Remarks from Gutterman Educators - Judy Hainsworth

Tuesday, May 05, 2020
Gutterman Educator - Judy Hainsworth

 

 Thank you, Mr. Gutterman, for your wisdom, generosity and this opportunity to make a difference to my student’s lives. And to Linda Medvin, for placing her faith in me. Leslie, you have given me your insight, friendship, encouragement and expertise. There are no words. 

To teach Holocaust is to teach humanity at its worst, and humanity at its best; it is a journey to compassion, truth, and awareness. To see through the eyes of children is to see in a new way. Connection opens the eyes. What fills the eyes, fills the heart. And with that, comes the power to make a difference. So I asked my one hundred and seventy students, “what do you need me to bring back to you. What are the connections that will fill your eyes and fill your hearts? These are a few of their responses. 

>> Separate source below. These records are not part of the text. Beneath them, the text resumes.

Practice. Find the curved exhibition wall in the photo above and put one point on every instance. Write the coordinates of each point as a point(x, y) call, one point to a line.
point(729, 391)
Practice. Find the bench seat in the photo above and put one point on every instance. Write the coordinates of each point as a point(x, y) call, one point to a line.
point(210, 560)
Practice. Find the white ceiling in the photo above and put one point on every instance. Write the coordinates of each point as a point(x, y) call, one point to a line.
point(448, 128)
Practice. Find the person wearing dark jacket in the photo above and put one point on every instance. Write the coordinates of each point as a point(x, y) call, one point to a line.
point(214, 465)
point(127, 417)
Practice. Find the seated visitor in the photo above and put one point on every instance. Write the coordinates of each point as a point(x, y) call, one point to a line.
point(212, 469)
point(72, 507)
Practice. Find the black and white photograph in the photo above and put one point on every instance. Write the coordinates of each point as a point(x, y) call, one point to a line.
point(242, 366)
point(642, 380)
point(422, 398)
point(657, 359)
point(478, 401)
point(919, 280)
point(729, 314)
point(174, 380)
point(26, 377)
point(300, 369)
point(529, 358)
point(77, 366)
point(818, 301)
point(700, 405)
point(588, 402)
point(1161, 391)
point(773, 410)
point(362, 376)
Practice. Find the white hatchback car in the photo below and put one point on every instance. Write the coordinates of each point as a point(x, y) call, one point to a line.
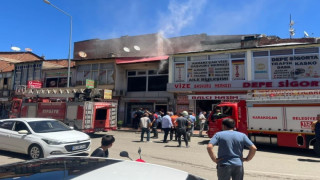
point(41, 137)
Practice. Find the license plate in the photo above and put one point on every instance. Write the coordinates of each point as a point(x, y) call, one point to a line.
point(74, 148)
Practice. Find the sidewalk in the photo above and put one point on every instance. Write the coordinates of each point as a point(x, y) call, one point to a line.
point(129, 129)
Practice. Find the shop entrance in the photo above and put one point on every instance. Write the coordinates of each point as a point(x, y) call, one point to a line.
point(206, 105)
point(132, 108)
point(161, 107)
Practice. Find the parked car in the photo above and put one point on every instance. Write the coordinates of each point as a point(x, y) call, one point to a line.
point(42, 137)
point(83, 168)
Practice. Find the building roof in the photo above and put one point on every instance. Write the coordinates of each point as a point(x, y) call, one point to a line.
point(8, 59)
point(61, 62)
point(125, 46)
point(129, 60)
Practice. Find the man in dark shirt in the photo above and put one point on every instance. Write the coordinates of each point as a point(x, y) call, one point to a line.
point(182, 124)
point(316, 128)
point(106, 143)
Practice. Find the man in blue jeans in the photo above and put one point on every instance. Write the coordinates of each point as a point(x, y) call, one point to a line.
point(230, 151)
point(166, 125)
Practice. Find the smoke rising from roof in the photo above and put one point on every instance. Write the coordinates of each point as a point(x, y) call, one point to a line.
point(181, 15)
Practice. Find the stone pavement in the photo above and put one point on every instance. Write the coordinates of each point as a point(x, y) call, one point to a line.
point(129, 129)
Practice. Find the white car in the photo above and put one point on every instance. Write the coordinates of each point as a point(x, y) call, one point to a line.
point(42, 137)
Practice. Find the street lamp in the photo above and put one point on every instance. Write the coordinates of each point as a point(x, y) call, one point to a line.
point(70, 38)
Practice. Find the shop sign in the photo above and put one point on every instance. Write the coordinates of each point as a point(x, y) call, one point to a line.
point(34, 84)
point(244, 85)
point(182, 99)
point(217, 70)
point(275, 93)
point(216, 97)
point(304, 66)
point(180, 72)
point(107, 94)
point(89, 83)
point(238, 70)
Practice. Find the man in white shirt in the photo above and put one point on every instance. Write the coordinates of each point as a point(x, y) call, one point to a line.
point(202, 122)
point(166, 125)
point(145, 126)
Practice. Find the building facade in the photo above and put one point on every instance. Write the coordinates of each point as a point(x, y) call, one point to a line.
point(200, 80)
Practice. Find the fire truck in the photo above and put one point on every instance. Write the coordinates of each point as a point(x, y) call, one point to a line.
point(83, 109)
point(281, 118)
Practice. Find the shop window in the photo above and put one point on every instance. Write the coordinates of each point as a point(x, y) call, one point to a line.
point(137, 84)
point(157, 83)
point(281, 52)
point(101, 73)
point(5, 81)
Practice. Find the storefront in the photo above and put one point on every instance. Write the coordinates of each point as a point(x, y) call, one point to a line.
point(199, 82)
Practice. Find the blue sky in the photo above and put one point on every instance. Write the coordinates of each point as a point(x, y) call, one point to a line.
point(37, 25)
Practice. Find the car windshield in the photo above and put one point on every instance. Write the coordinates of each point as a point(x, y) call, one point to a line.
point(48, 126)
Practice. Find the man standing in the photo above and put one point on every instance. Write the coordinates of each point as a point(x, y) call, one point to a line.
point(316, 128)
point(193, 121)
point(145, 126)
point(166, 125)
point(182, 124)
point(230, 151)
point(173, 130)
point(138, 114)
point(106, 143)
point(202, 122)
point(155, 125)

“Take “real” pictures,” says Joey. “Not professional or posed. I want to see through your eyes.” 

“Experience everything deeply. Explore. Take pictures of stone, walls, graves. Leave a stone so they know we remember.” 

“Stand at the wall in Warsaw. The one the little kids snuck over. Stoop down to the height of a child. Take a picture.” That’s what 6’2” Alfredo want to see. 

“Are the camps haunted. Are there echoes?” 

“The way you always help us comprehend what the numbers mean,” said Sofia, “like when you made us figure out what 6,000,000 really is… 1200 times the population of our school, or 120,000 school buses filled with kids. I want to know the sizes – of the ghetto, of everything. I want numbers to be more than just math.” 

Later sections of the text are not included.